WITH get_skills AS (
SELECT
UNNEST(description_tokens) AS technical_skills
FROM
data_analyst.jobs
)
SELECT
technical_skills,
count(*) AS frequency,
round(100 * count(*)::NUMERIC / (SELECT * FROM get_record_count), 2) AS freq_perc
FROM
get_skills
GROUP BY
technical_skills
ORDER BY
frequency DESC
LIMIT 5;
Results:
technical_skills | frequency | freq_perc |
---|---|---|
sql | 14603 | 51.46 |
excel | 9656 | 34.03 |
python | 8091 | 28.51 |
power_bi | 7971 | 28.09 |
tableau | 7925 | 27.93 |
10. List the top 20 companies with the most job postings.
SELECT
initcap(company_name) AS company_name,
count(*) AS number_of_posts
FROM
data_analyst.jobs
GROUP BY
company_name
ORDER BY
number_of_posts DESC
LIMIT 20;
Results:
company_name | number_of_posts |
---|---|
Upwork | 4459 |
Walmart | 966 |
Edward Jones | 755 |
Corporate | 615 |
Talentify.Io | 563 |
Cox Communications | 517 |
Dice | 275 |
Insight Global | 250 |
Staffigo Technical Services, Llc | 167 |
Centene Corporation | 162 |
Jobot | 107 |
Elevance Health | 104 |
Harnham | 99 |
Unitedhealth Group | 90 |
State Of Missouri | 89 |
General Dynamics Information Technology | 79 |
Apex Systems | 77 |
Mtc Holding Corporation | 73 |
Saint Louis County Clerks Office | 73 |
Sam'S Club | 72 |
11. List the top 10 Job titles.
SELECT
CASE
WHEN
title LIKE '%sr%'
OR title LIKE '%iv%'
OR title LIKE '%senior data%'
THEN 'Senior Data Analyst'
WHEN
title LIKE '%lead%'
OR title = 'data analyst 2'
OR title LIKE '%iii%'
OR title LIKE '%ii%'
THEN 'Mid-Level Data Analyst'
WHEN
title IN (
'business intelligence analyst',
'business analyst',
'business systems data analyst',
'bi data analyst')
THEN 'Business Data Analyst'
WHEN
title = 'entry level data analyst'
OR title IN (
'jr. data analyst',
'jr data analyst',
'data analyst i',
'data analyst 1')
THEN 'Junior Data Analyst'
WHEN
title IN (
'data analyst (remote)',
'data analyst - contract to hire',
'data analyst - remote',
'remote data analyst',
'data analyst - now hiring',
'analyst',
'data analysis')
THEN 'Data Analyst'
ELSE initcap(title)
END AS job_titles,
count(*) title_count
FROM
data_analyst.jobs
GROUP BY
job_titles
ORDER BY
title_count DESC
LIMIT 10;
Results:
job_titles | title_count |
---|---|
Senior Data Analyst | 4555 |
Data Analyst | 3884 |
Mid-Level Data Analyst | 2921 |
Business Data Analyst | 553 |
Junior Data Analyst | 365 |
Data Scientist | 270 |
Marketing Data Analyst | 140 |
Data Engineer | 136 |
Financial Data Analyst | 122 |
Healthcare Data Analyst | 98 |
12. List monthly job postings for the first 8 months of 2023 in chronological order.

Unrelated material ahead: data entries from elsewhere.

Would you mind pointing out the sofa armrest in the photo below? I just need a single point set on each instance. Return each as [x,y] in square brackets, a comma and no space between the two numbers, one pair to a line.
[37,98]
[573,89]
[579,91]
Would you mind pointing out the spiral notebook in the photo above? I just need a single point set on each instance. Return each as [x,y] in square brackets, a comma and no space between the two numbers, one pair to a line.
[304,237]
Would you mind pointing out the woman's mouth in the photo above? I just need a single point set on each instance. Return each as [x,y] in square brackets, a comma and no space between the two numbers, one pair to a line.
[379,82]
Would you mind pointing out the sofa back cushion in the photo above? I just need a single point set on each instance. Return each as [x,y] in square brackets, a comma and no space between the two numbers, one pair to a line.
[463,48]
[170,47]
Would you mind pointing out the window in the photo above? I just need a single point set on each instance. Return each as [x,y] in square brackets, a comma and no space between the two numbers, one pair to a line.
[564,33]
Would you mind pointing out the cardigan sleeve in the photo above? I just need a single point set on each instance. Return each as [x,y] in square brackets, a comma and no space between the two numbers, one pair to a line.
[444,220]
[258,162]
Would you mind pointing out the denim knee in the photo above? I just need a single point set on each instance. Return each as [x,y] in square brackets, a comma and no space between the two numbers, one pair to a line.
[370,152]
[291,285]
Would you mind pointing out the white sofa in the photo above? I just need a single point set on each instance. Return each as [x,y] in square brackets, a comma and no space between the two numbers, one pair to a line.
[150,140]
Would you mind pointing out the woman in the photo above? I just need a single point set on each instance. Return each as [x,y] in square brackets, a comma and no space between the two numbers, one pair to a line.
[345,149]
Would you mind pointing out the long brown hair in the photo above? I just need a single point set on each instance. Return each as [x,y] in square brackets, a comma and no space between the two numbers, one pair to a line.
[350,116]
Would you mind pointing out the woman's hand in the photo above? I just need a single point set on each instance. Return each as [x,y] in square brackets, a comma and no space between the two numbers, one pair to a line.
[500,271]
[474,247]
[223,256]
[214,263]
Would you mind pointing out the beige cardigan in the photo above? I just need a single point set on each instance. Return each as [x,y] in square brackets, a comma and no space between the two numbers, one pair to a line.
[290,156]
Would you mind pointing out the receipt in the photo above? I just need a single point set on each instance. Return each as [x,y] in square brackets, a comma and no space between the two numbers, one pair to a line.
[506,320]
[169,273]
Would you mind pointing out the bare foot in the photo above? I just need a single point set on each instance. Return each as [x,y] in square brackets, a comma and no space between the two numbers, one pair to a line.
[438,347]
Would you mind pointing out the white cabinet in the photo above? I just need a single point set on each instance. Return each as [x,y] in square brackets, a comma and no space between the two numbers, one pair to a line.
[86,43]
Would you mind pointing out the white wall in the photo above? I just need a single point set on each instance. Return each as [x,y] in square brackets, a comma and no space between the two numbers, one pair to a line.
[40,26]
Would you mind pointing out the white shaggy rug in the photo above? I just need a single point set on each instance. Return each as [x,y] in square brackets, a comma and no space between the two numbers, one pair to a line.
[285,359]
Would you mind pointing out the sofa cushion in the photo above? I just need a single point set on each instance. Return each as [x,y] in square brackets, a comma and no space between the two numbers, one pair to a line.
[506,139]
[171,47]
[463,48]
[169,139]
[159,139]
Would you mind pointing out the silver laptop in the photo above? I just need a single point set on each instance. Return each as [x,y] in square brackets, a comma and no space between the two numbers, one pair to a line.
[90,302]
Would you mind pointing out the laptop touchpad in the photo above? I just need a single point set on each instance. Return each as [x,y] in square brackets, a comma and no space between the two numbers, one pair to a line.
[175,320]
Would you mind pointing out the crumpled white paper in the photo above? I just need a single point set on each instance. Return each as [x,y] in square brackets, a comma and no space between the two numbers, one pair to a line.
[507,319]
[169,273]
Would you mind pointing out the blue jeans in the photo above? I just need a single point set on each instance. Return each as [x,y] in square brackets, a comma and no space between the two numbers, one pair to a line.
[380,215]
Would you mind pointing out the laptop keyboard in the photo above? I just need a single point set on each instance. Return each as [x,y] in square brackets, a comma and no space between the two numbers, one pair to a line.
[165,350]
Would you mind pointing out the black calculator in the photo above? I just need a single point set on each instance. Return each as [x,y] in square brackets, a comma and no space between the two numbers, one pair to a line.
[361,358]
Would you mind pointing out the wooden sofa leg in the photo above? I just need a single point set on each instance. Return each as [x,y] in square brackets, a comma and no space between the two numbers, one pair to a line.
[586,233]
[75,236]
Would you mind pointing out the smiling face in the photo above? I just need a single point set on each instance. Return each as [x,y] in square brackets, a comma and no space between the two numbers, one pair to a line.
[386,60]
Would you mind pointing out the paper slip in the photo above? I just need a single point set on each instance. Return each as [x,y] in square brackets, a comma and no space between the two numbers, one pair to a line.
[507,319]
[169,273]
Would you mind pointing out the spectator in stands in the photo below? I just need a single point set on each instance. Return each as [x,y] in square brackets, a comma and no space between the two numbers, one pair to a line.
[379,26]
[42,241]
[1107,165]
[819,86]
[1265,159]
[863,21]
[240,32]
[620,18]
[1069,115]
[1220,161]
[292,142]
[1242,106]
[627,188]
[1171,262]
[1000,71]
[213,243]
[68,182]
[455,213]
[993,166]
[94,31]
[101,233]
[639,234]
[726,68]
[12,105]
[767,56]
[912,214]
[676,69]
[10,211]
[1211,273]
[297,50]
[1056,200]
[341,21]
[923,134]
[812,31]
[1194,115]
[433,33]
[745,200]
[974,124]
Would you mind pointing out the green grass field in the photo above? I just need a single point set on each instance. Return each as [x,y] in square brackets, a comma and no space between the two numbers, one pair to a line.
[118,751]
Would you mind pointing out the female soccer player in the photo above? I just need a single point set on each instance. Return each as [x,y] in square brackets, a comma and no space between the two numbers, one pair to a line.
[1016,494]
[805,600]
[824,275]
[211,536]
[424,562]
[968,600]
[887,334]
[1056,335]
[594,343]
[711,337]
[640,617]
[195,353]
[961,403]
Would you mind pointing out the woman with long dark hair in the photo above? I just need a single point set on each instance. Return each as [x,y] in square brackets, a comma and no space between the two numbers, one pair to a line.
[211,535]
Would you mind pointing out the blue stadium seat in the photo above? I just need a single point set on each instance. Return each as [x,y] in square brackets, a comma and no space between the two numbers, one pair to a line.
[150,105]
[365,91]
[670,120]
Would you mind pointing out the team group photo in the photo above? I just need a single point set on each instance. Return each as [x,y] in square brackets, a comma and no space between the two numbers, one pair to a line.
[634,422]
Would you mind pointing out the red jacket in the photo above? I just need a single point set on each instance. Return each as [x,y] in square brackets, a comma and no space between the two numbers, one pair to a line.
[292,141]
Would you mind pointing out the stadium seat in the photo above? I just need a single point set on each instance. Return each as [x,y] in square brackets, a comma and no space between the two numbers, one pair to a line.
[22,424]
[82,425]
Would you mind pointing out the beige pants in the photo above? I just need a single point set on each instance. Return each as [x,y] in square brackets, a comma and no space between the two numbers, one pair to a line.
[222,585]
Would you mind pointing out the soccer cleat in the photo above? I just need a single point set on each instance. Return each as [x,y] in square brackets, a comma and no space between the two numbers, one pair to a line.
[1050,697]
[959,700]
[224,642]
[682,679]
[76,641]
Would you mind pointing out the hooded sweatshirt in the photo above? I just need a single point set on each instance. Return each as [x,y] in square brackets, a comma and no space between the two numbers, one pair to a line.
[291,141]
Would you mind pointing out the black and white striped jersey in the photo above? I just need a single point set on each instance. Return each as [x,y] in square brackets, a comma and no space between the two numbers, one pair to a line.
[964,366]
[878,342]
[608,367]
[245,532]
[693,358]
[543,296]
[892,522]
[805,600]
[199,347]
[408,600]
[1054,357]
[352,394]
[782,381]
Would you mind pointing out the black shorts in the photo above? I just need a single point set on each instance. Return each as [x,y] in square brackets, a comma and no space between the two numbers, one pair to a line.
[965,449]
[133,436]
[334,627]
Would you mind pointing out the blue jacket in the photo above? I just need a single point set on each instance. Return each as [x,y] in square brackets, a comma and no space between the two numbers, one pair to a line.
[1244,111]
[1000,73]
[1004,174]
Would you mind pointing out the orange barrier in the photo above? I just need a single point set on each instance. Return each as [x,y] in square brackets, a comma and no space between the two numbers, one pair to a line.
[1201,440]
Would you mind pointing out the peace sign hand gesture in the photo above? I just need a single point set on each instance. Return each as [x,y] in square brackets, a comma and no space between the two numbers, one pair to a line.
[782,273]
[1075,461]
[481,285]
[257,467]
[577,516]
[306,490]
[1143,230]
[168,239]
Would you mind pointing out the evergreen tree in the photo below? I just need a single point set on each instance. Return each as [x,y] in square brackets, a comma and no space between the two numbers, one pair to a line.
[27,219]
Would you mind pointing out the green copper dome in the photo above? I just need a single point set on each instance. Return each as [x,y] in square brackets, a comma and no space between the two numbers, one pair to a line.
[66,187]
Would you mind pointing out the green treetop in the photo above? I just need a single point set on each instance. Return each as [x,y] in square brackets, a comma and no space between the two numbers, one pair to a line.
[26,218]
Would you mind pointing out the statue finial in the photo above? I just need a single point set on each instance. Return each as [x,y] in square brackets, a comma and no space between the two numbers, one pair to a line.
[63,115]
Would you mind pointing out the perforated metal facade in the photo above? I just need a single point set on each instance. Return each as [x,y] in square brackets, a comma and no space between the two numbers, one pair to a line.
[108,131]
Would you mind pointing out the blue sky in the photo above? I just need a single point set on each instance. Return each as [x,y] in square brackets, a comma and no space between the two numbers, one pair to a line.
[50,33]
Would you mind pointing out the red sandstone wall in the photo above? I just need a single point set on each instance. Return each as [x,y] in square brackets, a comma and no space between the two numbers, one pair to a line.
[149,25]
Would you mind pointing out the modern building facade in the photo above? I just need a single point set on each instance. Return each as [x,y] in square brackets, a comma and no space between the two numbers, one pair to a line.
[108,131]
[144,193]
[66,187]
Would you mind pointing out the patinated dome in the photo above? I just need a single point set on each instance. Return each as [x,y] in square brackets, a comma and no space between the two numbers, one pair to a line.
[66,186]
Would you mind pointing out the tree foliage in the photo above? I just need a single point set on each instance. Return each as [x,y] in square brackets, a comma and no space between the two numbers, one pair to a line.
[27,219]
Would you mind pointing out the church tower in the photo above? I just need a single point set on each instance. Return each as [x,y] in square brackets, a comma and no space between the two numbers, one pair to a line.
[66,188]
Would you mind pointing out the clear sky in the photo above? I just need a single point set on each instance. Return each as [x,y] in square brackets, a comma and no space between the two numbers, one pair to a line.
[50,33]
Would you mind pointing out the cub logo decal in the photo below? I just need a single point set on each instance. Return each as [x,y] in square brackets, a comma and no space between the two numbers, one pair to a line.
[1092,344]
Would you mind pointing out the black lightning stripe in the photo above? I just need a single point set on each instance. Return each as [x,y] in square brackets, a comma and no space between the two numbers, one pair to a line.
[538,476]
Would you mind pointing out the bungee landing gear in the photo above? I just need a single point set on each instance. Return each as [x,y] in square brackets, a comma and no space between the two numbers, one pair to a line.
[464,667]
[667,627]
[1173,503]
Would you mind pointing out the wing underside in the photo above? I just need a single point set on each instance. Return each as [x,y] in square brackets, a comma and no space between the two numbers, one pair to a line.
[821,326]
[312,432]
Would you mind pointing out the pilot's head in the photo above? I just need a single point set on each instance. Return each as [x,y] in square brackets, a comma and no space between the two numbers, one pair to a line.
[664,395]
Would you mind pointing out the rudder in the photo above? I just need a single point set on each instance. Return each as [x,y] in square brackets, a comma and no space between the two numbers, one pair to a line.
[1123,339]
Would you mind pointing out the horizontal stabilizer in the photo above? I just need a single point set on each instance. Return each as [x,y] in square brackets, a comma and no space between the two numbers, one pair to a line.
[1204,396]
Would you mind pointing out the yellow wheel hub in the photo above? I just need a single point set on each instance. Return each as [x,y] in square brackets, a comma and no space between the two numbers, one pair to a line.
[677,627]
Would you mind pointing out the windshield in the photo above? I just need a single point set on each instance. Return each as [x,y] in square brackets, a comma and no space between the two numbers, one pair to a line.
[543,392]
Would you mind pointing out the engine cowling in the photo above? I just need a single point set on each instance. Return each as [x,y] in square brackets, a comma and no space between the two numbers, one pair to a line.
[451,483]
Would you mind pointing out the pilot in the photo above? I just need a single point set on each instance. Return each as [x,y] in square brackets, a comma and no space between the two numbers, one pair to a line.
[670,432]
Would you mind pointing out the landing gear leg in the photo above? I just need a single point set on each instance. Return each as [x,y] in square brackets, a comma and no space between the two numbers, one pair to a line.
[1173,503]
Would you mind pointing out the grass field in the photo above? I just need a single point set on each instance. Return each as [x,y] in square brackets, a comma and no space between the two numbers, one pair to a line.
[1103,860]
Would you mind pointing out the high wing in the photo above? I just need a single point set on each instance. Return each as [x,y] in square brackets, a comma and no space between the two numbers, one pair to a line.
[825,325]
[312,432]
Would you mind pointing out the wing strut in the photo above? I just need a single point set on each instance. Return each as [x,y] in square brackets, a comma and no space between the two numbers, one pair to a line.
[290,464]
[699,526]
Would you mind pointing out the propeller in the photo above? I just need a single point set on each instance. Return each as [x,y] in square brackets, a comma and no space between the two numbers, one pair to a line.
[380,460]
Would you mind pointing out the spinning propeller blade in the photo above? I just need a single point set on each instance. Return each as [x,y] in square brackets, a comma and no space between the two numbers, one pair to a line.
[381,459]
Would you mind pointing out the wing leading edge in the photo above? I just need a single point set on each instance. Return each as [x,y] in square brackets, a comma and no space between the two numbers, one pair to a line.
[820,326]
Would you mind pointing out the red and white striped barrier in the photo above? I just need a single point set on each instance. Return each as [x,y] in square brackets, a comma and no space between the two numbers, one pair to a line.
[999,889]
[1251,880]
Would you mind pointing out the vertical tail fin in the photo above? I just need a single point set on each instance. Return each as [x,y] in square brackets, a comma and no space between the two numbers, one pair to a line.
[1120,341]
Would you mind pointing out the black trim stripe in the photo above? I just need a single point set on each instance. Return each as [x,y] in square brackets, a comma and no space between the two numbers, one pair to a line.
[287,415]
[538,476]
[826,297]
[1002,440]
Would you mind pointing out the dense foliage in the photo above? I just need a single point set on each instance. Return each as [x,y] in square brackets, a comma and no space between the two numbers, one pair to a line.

WITH get_monthly_jobs AS (
SELECT
to_char(date_time, 'Month') AS job_month,
count(*) AS job_count
FROM
data_analyst.jobs
WHERE
EXTRACT('year' FROM date_time) = 2023
AND
EXTRACT('month' FROM date_time) < 9
GROUP BY
job_month
)
SELECT
job_month,
job_count,
round (100 * (job_count - LAG(job_count) OVER (ORDER BY to_date(job_month, 'Month'))) / LAG(job_count) OVER (ORDER BY to_date(job_month, 'Month'))::NUMERIC, 2) AS month_over_month
FROM
get_monthly_jobs
ORDER BY
to_date(job_month, 'Month');
Results:
job_month | job_count | month_over_month |
---|---|---|
January | 3682 | |
February | 2828 | -23.19 |
March | 2727 | -3.57 |
April | 2493 | -8.58 |
May | 2357 | -5.46 |
June | 2362 | 0.21 |
July | 2560 | 8.38 |
August | 3008 | 17.50 |
13. List the top 5 days with the highest number of job postings.
WITH get_day_count AS (
SELECT
date_time::date AS single_day,
count(*) AS daily_job_count,
DENSE_RANK() OVER (ORDER BY count(*) DESC) AS rnk
FROM
data_analyst.jobs
GROUP BY
date_time::date
ORDER BY
single_day
)
SELECT
single_day,
daily_job_count
FROM
get_day_count
WHERE
rnk < 6
ORDER BY
rnk;
Results:
single_day | daily_job_count |
---|---|
2022-11-04 | 279 |
2022-12-29 | 230 |
2022-12-03 | 165 |
2022-12-20 | 160 |
2023-01-07 | 158 |
14. List the frequency of benefits listed in the extentions column.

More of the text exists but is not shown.